Javier came to my class reading at a kindergarten level in third grade. Previous teachers had tried everything - sight word lists, context clues, picture supports. Nothing stuck.

 

When I assessed his phonics knowledge, I found the problem. He knew some random letter sounds and could recognize some sight words, but he had no systematic understanding of how the alphabetic code worked.

 

We started at the very beginning of the sequence. Single consonants. Short vowels. Simple CVC words.

 

"But he's in third grade!" people said. "Shouldn't he be reading chapter books?"

 

Here's what I knew: you can't build the third floor of a house without a foundation. Javier needed that foundation, regardless of his age.

 

Six months later, Javier was reading grade-level texts independently. Not because he'd memorized more sight words, but because he understood the system.

 

The False Urgency Problem

 

There's this pressure in schools to move fast, cover everything, get kids to grade level quickly.
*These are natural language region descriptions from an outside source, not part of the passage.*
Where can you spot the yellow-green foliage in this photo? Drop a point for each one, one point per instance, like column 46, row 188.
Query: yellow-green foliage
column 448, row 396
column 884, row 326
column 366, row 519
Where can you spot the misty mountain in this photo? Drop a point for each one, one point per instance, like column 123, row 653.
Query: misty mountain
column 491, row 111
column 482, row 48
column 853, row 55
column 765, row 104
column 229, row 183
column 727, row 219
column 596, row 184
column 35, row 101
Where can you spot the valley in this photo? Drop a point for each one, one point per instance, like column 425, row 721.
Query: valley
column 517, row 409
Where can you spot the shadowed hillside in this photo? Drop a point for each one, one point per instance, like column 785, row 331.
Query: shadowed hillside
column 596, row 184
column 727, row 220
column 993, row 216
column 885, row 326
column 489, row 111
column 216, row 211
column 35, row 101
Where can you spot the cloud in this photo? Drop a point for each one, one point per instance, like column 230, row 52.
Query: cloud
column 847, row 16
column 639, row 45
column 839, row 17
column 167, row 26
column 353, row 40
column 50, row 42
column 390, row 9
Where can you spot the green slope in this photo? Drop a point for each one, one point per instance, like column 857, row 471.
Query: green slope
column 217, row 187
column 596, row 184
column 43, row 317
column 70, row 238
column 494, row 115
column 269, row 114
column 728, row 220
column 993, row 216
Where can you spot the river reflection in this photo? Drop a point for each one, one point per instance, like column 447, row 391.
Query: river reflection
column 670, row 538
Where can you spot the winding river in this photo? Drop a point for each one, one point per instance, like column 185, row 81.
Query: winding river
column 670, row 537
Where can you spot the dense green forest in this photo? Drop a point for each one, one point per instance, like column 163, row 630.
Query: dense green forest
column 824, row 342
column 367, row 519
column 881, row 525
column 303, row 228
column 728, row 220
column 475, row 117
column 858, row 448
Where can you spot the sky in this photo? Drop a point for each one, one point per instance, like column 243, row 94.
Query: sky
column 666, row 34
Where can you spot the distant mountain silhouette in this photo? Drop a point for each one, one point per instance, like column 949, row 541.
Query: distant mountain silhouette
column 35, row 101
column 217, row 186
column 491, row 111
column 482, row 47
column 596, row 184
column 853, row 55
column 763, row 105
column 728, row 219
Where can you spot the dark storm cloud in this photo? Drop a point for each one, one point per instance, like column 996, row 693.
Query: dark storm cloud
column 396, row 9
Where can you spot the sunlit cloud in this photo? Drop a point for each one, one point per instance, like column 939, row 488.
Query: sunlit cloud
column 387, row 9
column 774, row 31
So teachers skip around in phonics sequences, trying to teach everything at once.

 

But here's the paradox: the fastest way to build reading skill is to slow down and be systematic. The tortoise really does win this race.

 

Common Sequence-Breaking Mistakes

 

Mistake 1: Teaching sight words before phonics patterns Why this backfires: Kids learn to memorize instead of decode, which doesn't transfer to new words.

 

Mistake 2: Introducing long vowels too early Why this backfires: Long vowel patterns are complex and inconsistent. Kids need automaticity with short vowels first.

 

Mistake 3: Skipping consonant blends Why this backfires: Blends are the bridge between simple CVC words and more complex patterns. Skip them, and kids struggle with everything that follows.

 

Mistake 4: Teaching patterns in isolation Why this backfires: Kids need to practice new patterns in real words and connected text, not just on worksheets.

 

What Systematic Sequencing Actually Looks Like

 

It's not rigid or scripted. It's strategic.

 

You assess where kids are in the sequence and teach what comes next. You provide lots of practice at each level before moving on. You circle back and review regularly. You adjust pacing based on student mastery, not calendar dates.

 

But you don't skip around randomly or teach patterns just because they show up in your guided reading book.

 

The Flexibility Within Structure

 

Some teachers worry that systematic phonics is too restrictive. But there's actually enormous flexibility within a systematic approach:

●      You can use any engaging texts for practicing patterns kids have already learned

●      You can adjust the pacing based on your students' needs

●      You can add motivating activities and games at every level

●      You can integrate meaning-making and comprehension throughout

 

The sequence provides the structure. You provide the creativity and responsiveness.

 

When to Break the Rules

 

There are times when you might deviate from sequence:

●      To teach a few high-frequency irregular words kids need for reading

●      To address a pattern that keeps appearing in shared reading

●      To support a child with specific learning needs

 

But these should be intentional exceptions, not the norm.

 

The Long-Term Payoff

 

Kids who learn phonics systematically don't just become better decoders. They become independent learners who can tackle unfamiliar words with confidence. They understand that English spelling makes sense at a deeper level. They have strategies for approaching complex texts.

 

Kids who learn phonics randomly stay dependent on outside help and continue to struggle with novel words throughout their reading lives.

 

The Bottom Line

 

Systematic phonics sequencing isn't about being rigid or boring. It's about honoring how brains actually learn and giving every child the best possible chance to crack the alphabetic code.

 

When we teach phonics in a logical sequence, we're not just teaching individual patterns - we're building neural networks that will serve kids for a lifetime of reading.

 

The sequence matters. The progression matters. And the results? They speak for themselves.